Power and Bunting, who previously played a couple in Power’s own short film My Body, God’s Temple (2025), have a specific chemistry that no first-time pairing could manufacture. They already know each other’s rhythms, and the film benefits from that knowledge in the scenes where Soluchi and Eli are figuring out whether they are what they think they are. The figuring-out is the best writing in the screenplay — the specific texture of two people who like each other too much to be casual about it.
Where It Strains
The film goes through its romantic comedy obligations with full awareness that they are obligations. The coincidences that bring Soluchi and Eli into each other’s physical orbit — meeting at the same restaurant, a mutual friend who turns out to be a coworker — are genre conventions the film accepts rather than interrogates. Within the contract of the romantic comedy, this is permissible. But the screenplay’s best moments — the specific cultural texture of Soluchi’s Igbo-Catholic identity, the way her faith and her femininity sit together without conflict — are sharp enough to make you wish the structural scaffolding had been built with the same care as the character at its centre.
Nkem Owoh and Patience Ozokwor, in supporting roles, are used well but not used enough. The film has two of the most beloved and technically accomplished performers in Nollywood in supporting positions, and the screenplay gives them the functional scaffolding of the genre rather than the scene-stealing space that the cast’s collective talent warrants. This is the specific constraint of a first feature working within a budget and a genre brief simultaneously — you cast the best people available and then discover, in the edit, that there was not always room for everything they could have given.
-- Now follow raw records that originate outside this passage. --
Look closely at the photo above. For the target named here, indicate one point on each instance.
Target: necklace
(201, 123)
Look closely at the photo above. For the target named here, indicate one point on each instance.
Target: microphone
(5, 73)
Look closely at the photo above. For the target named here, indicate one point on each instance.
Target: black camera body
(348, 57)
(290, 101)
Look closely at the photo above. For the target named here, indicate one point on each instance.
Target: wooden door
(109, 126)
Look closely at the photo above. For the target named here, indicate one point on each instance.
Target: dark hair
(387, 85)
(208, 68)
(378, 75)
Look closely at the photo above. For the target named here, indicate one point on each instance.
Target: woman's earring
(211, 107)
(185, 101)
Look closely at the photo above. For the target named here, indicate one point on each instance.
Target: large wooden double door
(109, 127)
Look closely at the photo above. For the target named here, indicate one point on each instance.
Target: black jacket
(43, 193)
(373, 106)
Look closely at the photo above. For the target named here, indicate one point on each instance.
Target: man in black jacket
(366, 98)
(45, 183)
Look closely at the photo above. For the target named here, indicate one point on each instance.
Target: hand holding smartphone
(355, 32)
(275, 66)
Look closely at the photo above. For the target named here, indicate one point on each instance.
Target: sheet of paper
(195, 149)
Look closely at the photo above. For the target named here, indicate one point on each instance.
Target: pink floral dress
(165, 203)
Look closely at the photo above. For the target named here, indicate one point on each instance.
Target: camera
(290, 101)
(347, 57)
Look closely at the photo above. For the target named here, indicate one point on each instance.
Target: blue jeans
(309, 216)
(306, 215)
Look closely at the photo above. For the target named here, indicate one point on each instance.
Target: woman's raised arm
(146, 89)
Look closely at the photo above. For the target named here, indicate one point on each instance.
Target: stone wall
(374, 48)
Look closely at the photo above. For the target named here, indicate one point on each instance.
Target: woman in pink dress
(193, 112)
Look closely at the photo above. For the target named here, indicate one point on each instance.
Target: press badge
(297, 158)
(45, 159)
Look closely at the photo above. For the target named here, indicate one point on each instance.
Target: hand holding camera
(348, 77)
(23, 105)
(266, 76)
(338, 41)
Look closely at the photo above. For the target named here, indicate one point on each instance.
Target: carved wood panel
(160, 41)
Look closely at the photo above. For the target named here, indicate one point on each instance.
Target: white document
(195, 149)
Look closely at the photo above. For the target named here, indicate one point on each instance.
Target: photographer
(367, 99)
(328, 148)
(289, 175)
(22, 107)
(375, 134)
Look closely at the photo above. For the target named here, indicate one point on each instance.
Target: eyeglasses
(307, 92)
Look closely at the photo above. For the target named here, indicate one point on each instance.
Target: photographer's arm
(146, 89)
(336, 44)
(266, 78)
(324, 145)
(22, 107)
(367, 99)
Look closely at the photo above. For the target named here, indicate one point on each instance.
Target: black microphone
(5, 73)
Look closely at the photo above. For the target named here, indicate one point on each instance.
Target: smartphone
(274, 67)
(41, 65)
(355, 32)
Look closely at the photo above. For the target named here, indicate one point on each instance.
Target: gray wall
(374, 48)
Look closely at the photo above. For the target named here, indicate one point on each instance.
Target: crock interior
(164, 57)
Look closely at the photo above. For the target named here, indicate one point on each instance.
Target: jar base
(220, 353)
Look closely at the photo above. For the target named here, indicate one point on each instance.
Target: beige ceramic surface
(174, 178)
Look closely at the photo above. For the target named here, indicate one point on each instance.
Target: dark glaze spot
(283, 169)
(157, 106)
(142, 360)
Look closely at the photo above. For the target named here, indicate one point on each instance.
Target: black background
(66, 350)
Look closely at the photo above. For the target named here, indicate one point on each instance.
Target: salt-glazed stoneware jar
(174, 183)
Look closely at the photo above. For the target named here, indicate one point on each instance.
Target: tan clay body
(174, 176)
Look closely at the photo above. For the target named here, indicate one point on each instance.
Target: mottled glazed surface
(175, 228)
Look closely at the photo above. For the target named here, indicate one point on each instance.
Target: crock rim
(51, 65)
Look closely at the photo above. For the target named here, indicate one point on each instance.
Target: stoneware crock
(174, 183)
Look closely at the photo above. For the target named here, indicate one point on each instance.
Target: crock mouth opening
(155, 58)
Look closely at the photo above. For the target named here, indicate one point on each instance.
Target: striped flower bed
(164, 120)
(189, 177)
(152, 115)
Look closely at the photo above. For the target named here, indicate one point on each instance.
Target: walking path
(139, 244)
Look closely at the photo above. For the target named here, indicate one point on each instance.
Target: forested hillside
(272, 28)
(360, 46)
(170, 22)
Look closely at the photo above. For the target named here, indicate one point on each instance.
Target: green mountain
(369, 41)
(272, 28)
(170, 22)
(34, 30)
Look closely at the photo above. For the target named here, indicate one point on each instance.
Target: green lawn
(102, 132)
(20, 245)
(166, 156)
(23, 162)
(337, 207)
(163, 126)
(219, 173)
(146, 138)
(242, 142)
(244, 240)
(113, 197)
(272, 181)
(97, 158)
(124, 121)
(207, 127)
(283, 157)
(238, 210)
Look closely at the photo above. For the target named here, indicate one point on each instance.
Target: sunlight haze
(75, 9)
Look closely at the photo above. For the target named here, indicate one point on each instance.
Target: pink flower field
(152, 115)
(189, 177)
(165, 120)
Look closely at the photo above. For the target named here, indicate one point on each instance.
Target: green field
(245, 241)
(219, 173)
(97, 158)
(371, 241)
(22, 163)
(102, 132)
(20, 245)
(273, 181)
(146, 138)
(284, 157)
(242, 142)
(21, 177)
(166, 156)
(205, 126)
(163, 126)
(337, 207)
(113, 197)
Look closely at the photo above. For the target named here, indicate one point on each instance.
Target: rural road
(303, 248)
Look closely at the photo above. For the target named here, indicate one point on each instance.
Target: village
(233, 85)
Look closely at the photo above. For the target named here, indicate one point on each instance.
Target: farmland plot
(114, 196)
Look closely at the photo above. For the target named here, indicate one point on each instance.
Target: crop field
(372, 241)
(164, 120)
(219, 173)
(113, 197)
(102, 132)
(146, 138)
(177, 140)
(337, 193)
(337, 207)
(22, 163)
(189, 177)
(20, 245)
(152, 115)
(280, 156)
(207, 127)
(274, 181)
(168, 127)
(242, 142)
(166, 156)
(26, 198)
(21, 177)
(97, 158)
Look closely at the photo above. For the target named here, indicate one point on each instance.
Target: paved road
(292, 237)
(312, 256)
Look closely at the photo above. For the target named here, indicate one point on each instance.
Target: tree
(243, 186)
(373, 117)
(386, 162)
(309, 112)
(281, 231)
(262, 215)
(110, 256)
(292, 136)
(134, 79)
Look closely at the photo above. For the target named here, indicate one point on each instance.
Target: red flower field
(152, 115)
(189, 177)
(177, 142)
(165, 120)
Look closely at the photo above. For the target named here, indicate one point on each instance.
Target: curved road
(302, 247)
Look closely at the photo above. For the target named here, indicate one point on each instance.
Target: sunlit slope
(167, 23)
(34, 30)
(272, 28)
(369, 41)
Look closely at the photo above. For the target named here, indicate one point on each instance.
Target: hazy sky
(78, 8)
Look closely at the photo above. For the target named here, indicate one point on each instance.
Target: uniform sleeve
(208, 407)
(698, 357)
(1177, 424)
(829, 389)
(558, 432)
The Specific Thing This Film Gets Right
The thing Call of My Life gets right that most Nigerian romantic comedies do not is its refusal to treat Soluchi’s wanting as a character flaw she needs to correct. The conventional arc of the Nollywood romance involves a woman who is too something — too ambitious, too independent, too loud, too much — learning to become less in order to deserve love. Soluchi does not become less. She becomes more certain that she deserves the kind of love that responds to her at full volume. The screenplay is making a specific feminist argument inside a mainstream commercial romantic comedy, and it makes it without ever stopping to announce itself. That is the hardest kind of argument to make in this genre, and Power makes it.
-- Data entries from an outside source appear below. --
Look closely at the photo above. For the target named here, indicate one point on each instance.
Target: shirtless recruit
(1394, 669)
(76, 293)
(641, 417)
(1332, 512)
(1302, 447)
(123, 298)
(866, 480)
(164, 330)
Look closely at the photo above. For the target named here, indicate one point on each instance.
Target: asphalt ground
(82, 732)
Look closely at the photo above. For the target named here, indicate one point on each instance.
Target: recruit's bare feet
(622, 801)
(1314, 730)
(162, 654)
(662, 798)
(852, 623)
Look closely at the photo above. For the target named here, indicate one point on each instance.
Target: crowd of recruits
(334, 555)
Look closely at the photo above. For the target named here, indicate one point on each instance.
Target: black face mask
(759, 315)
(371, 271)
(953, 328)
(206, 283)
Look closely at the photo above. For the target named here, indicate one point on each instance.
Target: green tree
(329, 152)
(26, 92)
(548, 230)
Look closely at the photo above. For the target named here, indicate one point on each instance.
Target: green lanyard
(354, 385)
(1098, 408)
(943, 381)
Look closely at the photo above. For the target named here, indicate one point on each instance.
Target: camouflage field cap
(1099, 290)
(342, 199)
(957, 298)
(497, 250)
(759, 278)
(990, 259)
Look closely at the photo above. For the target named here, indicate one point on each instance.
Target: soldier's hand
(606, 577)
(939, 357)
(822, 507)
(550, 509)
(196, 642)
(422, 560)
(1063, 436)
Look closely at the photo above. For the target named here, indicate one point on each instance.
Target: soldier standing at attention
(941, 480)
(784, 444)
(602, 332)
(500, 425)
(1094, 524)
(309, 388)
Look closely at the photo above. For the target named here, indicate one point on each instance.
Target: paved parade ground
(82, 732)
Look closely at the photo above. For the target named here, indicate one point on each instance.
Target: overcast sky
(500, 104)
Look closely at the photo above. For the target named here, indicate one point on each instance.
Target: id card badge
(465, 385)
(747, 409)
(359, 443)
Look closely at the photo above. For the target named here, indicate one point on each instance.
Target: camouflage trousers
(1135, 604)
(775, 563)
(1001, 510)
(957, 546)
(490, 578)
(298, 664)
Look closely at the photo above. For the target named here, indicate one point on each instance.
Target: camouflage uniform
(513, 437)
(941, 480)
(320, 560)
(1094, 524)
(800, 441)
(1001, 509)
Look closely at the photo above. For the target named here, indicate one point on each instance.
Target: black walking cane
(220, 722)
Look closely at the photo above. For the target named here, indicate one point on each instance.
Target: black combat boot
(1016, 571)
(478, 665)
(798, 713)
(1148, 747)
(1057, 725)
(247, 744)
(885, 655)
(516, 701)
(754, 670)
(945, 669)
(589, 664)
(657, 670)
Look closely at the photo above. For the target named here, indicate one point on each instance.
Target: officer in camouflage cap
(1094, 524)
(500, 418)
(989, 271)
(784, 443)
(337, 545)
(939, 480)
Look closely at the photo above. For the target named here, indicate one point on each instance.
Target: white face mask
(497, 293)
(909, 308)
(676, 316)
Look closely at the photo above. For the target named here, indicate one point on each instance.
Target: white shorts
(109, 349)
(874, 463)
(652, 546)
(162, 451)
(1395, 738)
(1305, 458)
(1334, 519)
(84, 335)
Bluhouse Studios, which also produced Freedom Way (2024), is building a consistent identity: technically polished, commercially aware, creatively specific in its representation of Nigerian women who are not asking permission to be themselves. Call of My Life is the most explicitly romantic entry in that identity so far. It is not the most formally ambitious film of 2026. It is exactly as ambitious as it needs to be, and it delivers on that ambition without compromise.
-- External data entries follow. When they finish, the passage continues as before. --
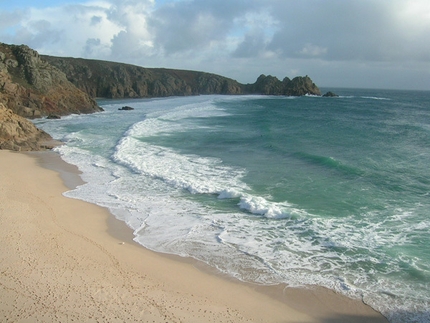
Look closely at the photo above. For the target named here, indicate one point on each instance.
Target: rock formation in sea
(117, 80)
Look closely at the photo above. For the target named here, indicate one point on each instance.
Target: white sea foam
(145, 185)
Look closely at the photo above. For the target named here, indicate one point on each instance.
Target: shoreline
(57, 269)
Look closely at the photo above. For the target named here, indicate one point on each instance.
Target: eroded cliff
(117, 80)
(32, 88)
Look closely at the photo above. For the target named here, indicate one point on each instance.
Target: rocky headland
(116, 80)
(34, 86)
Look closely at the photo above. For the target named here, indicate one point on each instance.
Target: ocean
(306, 191)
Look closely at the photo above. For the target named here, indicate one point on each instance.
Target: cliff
(117, 80)
(31, 87)
(17, 133)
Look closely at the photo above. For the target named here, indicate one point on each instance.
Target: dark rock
(20, 134)
(270, 85)
(33, 88)
(330, 94)
(126, 108)
(117, 80)
(53, 116)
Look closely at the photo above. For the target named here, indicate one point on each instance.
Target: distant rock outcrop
(32, 88)
(126, 108)
(270, 85)
(18, 133)
(117, 80)
(33, 85)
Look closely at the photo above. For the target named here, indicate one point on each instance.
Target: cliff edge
(19, 134)
(32, 88)
(117, 80)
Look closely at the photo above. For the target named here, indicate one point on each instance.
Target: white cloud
(240, 39)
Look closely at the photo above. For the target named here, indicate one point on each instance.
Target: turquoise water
(304, 190)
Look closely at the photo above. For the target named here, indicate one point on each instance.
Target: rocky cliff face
(116, 80)
(31, 87)
(270, 85)
(19, 134)
(34, 86)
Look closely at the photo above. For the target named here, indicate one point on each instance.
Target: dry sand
(65, 260)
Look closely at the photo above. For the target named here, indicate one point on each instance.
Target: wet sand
(65, 260)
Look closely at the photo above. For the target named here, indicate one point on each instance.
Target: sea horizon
(295, 190)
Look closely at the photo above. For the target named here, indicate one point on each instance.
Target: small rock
(330, 94)
(126, 108)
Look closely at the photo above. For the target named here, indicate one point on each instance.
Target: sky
(381, 44)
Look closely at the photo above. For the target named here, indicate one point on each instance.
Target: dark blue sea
(305, 191)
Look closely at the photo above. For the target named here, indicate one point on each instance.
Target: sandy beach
(65, 260)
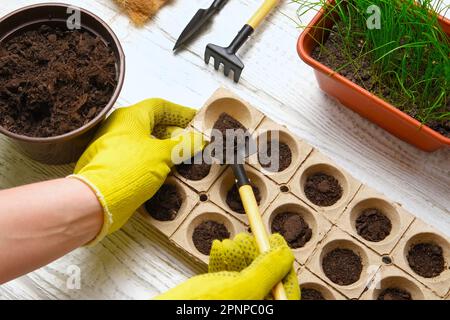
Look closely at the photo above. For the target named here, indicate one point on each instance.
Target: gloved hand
(238, 272)
(125, 165)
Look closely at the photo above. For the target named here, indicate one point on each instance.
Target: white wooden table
(135, 262)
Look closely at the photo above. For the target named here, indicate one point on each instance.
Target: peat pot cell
(204, 225)
(376, 222)
(279, 152)
(297, 223)
(394, 284)
(225, 193)
(222, 102)
(313, 288)
(169, 206)
(344, 263)
(424, 254)
(322, 185)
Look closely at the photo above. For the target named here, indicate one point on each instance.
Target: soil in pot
(342, 266)
(373, 225)
(234, 199)
(426, 259)
(322, 189)
(284, 156)
(394, 294)
(206, 232)
(293, 228)
(165, 204)
(311, 294)
(53, 81)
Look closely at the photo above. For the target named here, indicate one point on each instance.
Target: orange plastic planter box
(362, 101)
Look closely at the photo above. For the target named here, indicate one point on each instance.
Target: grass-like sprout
(406, 61)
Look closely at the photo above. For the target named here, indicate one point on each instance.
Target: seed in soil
(284, 156)
(206, 232)
(394, 294)
(373, 225)
(322, 189)
(293, 228)
(342, 266)
(234, 199)
(311, 294)
(165, 204)
(426, 259)
(53, 81)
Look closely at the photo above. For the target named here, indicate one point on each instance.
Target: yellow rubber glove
(125, 165)
(238, 272)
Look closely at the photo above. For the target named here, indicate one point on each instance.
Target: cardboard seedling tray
(332, 227)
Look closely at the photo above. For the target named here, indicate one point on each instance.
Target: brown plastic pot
(68, 147)
(362, 101)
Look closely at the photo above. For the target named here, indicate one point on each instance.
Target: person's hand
(132, 154)
(238, 272)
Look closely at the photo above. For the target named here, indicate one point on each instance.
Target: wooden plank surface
(136, 262)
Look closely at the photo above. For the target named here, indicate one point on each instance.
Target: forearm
(40, 223)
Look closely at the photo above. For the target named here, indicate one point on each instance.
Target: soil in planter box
(373, 225)
(165, 204)
(293, 228)
(206, 232)
(322, 189)
(426, 259)
(284, 156)
(342, 266)
(53, 81)
(394, 294)
(311, 294)
(234, 199)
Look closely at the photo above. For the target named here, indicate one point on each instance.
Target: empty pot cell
(313, 288)
(344, 263)
(324, 186)
(223, 101)
(288, 152)
(423, 253)
(225, 193)
(205, 224)
(167, 209)
(297, 223)
(391, 283)
(375, 221)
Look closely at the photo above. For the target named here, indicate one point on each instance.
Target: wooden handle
(259, 231)
(262, 12)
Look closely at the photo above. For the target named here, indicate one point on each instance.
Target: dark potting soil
(234, 199)
(373, 225)
(193, 171)
(426, 259)
(342, 266)
(360, 72)
(165, 204)
(394, 294)
(53, 81)
(206, 232)
(311, 294)
(293, 228)
(284, 156)
(322, 189)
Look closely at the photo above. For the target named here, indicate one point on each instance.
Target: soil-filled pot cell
(53, 80)
(293, 228)
(342, 266)
(206, 232)
(234, 199)
(394, 294)
(323, 189)
(373, 225)
(165, 204)
(426, 259)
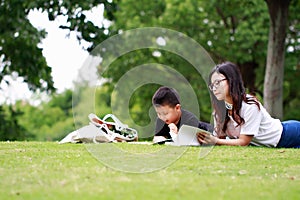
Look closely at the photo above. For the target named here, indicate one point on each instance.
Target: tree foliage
(228, 29)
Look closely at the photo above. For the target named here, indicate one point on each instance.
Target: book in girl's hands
(187, 136)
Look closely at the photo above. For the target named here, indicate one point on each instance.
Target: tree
(273, 84)
(19, 51)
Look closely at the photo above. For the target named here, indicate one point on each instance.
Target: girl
(240, 119)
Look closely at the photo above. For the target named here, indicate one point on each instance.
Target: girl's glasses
(216, 84)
RCA Score: 7.2 — Watchable
Call of My Life (2026) · Dir. Dammy Twitch · Written by and starring Uzoamaka Power · Nigeria · 2026 · Production: Bluhouse Studios (Blessing Uzzi) · Distribution: FilmOne Entertainment · Cast: Uzoamaka Power, Andrew Bunting, Zubby Michael, Beverly Osu, Nkem Owoh, Patience Ozokwor, Broda Shaggi, Justin ‘UG’ Ugonna · Music performances: Johnny Drille, Cobhams Asuquo · Shot in Lagos, Abuja, Enugu · Released: 15 May 2026.
— Adaeze Okoye. RollCallAfrica, Lagos. 21 May 2026.